William Duffus often took Susan riding, or driving in a gig. she used to dress in a scarlet habit with a white beaver hat and feather and people would run to the window to see them as they were considered the handsomest couple in town. Both of them kept their looks until they died. Aunt Susan ruefully remarks that none of their descendants could compare with them in appearance. William Duffus took a great interest in agriculture and bought a tract of land at the north west corner of the Common which he cultivated intensively. The land was cold and wet and he had poor luck with it in spite of all kinds of experiments. His wife used to complain that the farm was paved with gold. While in pursuit of his hobby he became interested in the use of marsh mud as a fertilizer as recommended in the farming papers published by Sir John Sinclair. He interested his wife's brother-in-law, a Mr. Sangster of Windsor, in the idea and the two of them promoted it so success- fully that its use became general throughout the Province.
During this period of prosperity William Duffus paid for the education of his brother-in-law, William Murdoch, and obtained a commission for him in the Navy, where the boy eventually became a Lieutenant.

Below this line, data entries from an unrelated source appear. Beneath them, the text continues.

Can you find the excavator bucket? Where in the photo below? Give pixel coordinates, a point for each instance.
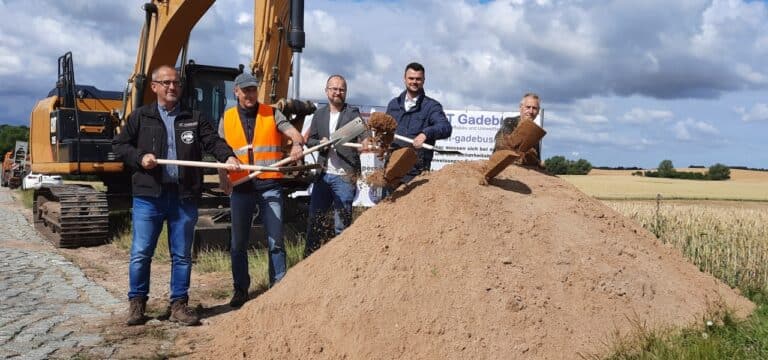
(400, 162)
(498, 162)
(525, 136)
(516, 145)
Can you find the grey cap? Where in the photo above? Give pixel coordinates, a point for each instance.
(245, 80)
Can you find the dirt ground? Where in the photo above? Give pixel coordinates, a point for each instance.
(528, 267)
(107, 265)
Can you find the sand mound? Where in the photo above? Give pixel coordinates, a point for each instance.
(528, 267)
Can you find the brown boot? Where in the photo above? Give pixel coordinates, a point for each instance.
(182, 314)
(136, 311)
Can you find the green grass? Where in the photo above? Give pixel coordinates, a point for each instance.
(726, 338)
(213, 261)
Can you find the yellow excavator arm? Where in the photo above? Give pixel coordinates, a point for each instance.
(165, 35)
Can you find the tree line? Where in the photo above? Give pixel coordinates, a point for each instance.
(667, 170)
(559, 165)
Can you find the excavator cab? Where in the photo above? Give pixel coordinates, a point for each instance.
(208, 89)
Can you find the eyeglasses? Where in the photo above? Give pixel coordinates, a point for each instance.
(167, 83)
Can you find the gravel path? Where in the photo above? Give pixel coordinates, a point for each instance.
(48, 308)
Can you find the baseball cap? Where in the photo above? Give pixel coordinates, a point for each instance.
(245, 80)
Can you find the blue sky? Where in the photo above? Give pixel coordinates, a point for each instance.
(623, 83)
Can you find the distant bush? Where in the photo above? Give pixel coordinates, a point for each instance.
(559, 165)
(719, 172)
(667, 170)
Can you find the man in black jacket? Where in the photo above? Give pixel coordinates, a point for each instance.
(335, 185)
(165, 193)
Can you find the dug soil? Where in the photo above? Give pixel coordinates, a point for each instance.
(526, 267)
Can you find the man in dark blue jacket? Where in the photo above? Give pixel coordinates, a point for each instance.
(419, 117)
(335, 185)
(167, 193)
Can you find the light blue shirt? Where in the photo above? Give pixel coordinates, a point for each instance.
(170, 172)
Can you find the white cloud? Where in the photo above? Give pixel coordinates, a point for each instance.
(690, 129)
(645, 116)
(759, 112)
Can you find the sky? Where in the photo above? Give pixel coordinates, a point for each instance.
(622, 83)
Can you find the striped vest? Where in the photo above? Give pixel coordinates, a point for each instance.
(264, 150)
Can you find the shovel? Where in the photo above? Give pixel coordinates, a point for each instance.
(212, 165)
(429, 147)
(343, 135)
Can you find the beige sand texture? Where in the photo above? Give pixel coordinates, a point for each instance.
(526, 268)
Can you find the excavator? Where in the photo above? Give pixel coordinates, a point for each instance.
(71, 130)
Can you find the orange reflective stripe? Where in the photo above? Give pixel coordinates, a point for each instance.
(266, 145)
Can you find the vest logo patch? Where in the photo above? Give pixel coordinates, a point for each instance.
(188, 137)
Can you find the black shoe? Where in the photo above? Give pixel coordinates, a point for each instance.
(238, 298)
(138, 306)
(181, 313)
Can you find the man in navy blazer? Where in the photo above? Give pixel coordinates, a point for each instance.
(335, 186)
(419, 117)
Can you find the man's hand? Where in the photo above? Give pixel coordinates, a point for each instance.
(367, 145)
(233, 163)
(297, 152)
(224, 184)
(148, 161)
(419, 140)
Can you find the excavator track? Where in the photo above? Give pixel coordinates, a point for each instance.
(71, 216)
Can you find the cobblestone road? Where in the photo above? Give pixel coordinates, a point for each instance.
(48, 308)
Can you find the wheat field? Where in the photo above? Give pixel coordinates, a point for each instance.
(620, 184)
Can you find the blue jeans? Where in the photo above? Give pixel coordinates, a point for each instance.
(329, 191)
(242, 206)
(149, 213)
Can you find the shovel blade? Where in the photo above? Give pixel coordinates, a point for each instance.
(348, 132)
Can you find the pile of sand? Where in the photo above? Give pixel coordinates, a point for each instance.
(528, 267)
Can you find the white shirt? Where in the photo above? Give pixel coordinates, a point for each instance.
(410, 103)
(334, 165)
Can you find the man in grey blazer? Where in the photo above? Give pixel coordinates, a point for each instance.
(335, 186)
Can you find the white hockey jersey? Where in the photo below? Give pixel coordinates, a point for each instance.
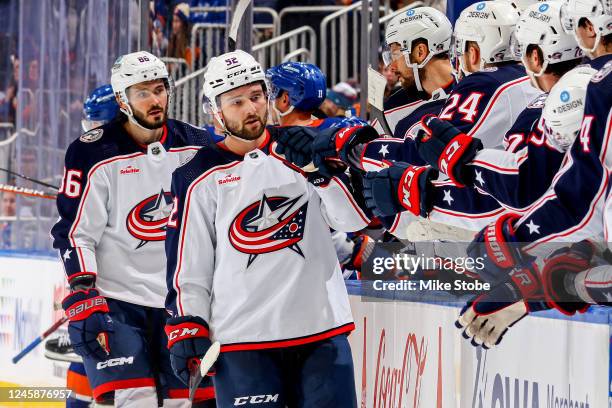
(250, 250)
(114, 204)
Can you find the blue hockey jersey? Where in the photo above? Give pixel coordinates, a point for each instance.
(575, 206)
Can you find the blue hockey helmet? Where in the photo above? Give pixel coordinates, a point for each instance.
(101, 105)
(305, 84)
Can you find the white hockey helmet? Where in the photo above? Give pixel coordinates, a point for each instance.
(598, 12)
(521, 5)
(491, 25)
(134, 68)
(418, 23)
(540, 24)
(564, 107)
(226, 72)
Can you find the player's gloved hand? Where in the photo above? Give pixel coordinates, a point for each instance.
(559, 272)
(89, 323)
(333, 151)
(447, 149)
(399, 188)
(486, 318)
(496, 246)
(295, 144)
(188, 341)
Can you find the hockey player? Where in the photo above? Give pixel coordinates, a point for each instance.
(575, 207)
(416, 48)
(114, 204)
(484, 104)
(99, 108)
(520, 284)
(520, 174)
(251, 262)
(297, 90)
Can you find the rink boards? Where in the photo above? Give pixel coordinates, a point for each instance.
(406, 354)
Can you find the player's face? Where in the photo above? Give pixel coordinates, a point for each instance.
(585, 33)
(399, 67)
(149, 102)
(9, 204)
(245, 111)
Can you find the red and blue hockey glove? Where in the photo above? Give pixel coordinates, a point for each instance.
(89, 323)
(486, 318)
(559, 272)
(447, 149)
(399, 188)
(333, 154)
(295, 144)
(496, 246)
(188, 341)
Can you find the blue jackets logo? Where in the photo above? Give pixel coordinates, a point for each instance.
(269, 225)
(147, 220)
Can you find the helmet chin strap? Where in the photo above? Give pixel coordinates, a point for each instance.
(415, 69)
(226, 131)
(130, 114)
(282, 114)
(590, 51)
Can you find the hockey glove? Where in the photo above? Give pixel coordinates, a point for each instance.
(188, 341)
(447, 149)
(496, 246)
(487, 317)
(333, 151)
(560, 271)
(89, 323)
(399, 188)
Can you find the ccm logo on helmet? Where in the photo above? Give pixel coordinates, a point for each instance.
(115, 362)
(233, 74)
(256, 399)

Duffus ran into financial trouble when his London agent absconded, reducing William to poverty. In a few years he was back on his feet again so that he was able to go surety for L2,000 on No. 1 Granville St. But the ink on the documents was hardly dry when the building burned down, with no insurance, during a great fire that wiped out the heart of the city from Barrington St. to Hollis St., and he was reduced to poverty once more. This time his financial circumstances were so bad that his wife had to take in boarders and run a school. His daughter, Maryanne, helped in the teaching and, when she was eighteen years old, earned L120 by this means, all of which she turned back into the family's coffers.
The boarders never saw the four girls of the family and lived for years in the house before they even knew that there were any children. There were two doors to the house. The children used one while the paying guests used the other so that they never met.
William died impoverished and his wife continued to operate the boarding house until her son, John, who by this time had become quite prosperous, and her son-in-law, Samuel Cunard, who was wealthy jointly settled L300 per year on her for life, which at least enabled her to take a rest. She died in 1858 at the age of eighty-six.